Sereno volvió a mirar la pieza y trató de recuperar aquella cosa.

—¿Y entonces? —dijo de golpe.

—Y entonces nada —el chico se rió—. Ya ves que soy honesto. No acepto que te pierdas por tan poco.

—¿Poco? —dijo Sereno.

El chico hizo una mueca burlona.

—Imaginate —dijo—. ¿Qué se puede hacer en diez minutos?

—¿Poco? —repitió Sereno, como si ni la burla ni las palabras del chico pudieran importarle ya—. ¿Poco toda mi vida? Toda mi vida, ¿te das cuenta? —aferró la mano del chico—. Vamos —dijo.

El chico liberó su mano.

—No —dijo—, no acepto.

Sereno acercó su cara a la del chico y lo miró con furia.

—¿Quién? —dijo—. ¿Quién es el que no acepta acá? Yo —se tocó el pecho—. Yo acepto. Vamos.
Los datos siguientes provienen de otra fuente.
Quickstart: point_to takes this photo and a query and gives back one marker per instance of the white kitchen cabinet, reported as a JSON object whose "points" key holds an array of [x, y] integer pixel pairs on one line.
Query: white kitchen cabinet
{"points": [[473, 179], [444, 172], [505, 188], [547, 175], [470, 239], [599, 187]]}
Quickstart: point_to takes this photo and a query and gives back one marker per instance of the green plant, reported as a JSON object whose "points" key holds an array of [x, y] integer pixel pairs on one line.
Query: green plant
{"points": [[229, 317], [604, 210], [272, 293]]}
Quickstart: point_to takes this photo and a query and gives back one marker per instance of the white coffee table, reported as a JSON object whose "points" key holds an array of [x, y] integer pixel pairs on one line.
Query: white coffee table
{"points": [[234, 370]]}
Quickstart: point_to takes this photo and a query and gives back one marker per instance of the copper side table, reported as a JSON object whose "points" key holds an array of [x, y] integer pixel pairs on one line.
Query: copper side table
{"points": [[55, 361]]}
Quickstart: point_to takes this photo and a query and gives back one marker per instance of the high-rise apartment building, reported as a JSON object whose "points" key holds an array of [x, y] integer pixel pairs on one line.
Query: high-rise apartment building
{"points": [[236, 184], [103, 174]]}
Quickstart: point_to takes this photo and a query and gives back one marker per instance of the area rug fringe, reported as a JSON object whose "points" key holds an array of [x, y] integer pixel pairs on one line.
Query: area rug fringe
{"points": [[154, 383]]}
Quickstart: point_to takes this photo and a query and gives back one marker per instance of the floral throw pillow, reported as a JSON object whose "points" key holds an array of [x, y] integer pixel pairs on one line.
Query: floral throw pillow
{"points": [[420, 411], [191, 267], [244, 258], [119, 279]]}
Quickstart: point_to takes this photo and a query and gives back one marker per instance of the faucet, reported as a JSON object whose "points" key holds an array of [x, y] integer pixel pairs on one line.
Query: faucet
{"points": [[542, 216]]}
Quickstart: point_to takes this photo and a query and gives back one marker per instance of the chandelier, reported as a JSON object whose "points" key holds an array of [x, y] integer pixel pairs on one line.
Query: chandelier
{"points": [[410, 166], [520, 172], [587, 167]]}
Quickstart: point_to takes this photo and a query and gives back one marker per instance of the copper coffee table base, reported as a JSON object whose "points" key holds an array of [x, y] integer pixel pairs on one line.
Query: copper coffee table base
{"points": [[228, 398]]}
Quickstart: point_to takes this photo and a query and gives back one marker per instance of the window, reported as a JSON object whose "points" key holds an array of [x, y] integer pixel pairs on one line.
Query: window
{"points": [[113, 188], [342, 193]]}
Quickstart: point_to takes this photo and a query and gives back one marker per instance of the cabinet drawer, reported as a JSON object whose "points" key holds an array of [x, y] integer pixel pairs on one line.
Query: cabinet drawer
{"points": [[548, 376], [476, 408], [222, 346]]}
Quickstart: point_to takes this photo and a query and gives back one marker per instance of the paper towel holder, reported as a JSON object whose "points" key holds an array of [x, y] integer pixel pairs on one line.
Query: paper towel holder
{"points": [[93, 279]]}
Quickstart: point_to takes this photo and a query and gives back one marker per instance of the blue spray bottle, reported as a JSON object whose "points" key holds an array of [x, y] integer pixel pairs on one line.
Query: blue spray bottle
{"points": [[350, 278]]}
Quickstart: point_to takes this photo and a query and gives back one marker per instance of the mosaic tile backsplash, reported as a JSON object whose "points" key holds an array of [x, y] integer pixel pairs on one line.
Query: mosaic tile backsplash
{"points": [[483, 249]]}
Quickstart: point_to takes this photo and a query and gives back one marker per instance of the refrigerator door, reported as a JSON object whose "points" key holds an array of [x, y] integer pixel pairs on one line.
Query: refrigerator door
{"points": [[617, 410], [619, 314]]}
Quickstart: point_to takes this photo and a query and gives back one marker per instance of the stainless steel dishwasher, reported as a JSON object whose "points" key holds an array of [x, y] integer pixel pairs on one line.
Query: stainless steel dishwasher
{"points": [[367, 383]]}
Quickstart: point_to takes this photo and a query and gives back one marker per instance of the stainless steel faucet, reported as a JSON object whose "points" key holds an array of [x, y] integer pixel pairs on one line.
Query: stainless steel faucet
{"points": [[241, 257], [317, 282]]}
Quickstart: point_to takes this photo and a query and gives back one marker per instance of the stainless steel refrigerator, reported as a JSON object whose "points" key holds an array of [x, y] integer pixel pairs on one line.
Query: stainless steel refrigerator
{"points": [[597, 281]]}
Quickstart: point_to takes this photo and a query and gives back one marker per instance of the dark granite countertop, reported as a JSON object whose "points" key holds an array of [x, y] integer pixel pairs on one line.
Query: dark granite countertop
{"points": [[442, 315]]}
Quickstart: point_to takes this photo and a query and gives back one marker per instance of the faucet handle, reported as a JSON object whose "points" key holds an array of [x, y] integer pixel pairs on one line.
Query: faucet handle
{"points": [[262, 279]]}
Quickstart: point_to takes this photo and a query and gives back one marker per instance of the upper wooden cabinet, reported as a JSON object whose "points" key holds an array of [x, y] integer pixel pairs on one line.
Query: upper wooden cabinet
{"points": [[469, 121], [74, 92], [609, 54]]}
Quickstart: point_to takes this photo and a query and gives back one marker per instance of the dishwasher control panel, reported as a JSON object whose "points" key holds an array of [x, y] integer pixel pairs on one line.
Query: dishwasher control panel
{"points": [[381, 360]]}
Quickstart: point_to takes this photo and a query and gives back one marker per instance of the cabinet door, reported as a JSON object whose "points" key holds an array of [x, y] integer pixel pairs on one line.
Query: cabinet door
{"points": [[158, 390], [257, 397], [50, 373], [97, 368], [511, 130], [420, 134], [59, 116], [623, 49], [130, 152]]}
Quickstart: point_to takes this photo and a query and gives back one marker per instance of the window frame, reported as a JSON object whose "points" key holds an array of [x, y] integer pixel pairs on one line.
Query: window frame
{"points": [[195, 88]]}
Antes de que el chico dijera nada más. Sereno hizo un intento enloquecido, cayó dos veces, y al fin se levantó. Tomó al chico de la mano.

—Vamos —volvió a decir.

Tres minutos después, cuando el padre Marcial llegó, encontró la pieza vacía. El misterio no se le reveló hasta las seis de la mañana, cuando Lucas el quintero, y la casera, vinieron a buscarlo y le contaron el lamentable suceso. Lucas se rascó repetidas veces la cabeza y dijo que no se explicaba aquello. Contó que poco después de las dos de la mañana lo despertaron algunos ruidos en la quinta; se asomó a la ventana y vio a los chicos. Dos chicos. Dos ladrones de fruta, dijo; estaban trepados al peral y le pareció que se reían. Lo último que vio fue el corazón de una pera cruzando el aire. Después sopló un viento frío que lo hizo tiritar; fue adentro a buscar un abrigo y cuando volvió los chicos no estaban.

Lucas volvió a rascarse la cabeza.

—Lo que no entiendo —dijo— es cómo el viejo pudo oírlos. Y más que nada levantarse.

El viejo estaba muerto, tirado bajo el peral. Guiñaba un ojo. El ojo abierto daba la incómoda impresión de estar riéndose. El padre Marcial se agachó y trató, por primera vez, de cerrarlo.

El entierro fue esa misma tarde. A la noche, el padre Marcial rezó por su pobre alma. Después dejó de preocuparse. Tenía verdadera fe en que, dentro del sepulcro, el bueno de Sereno habría podido al fin cerrar su ojito reidor, y descansar en paz.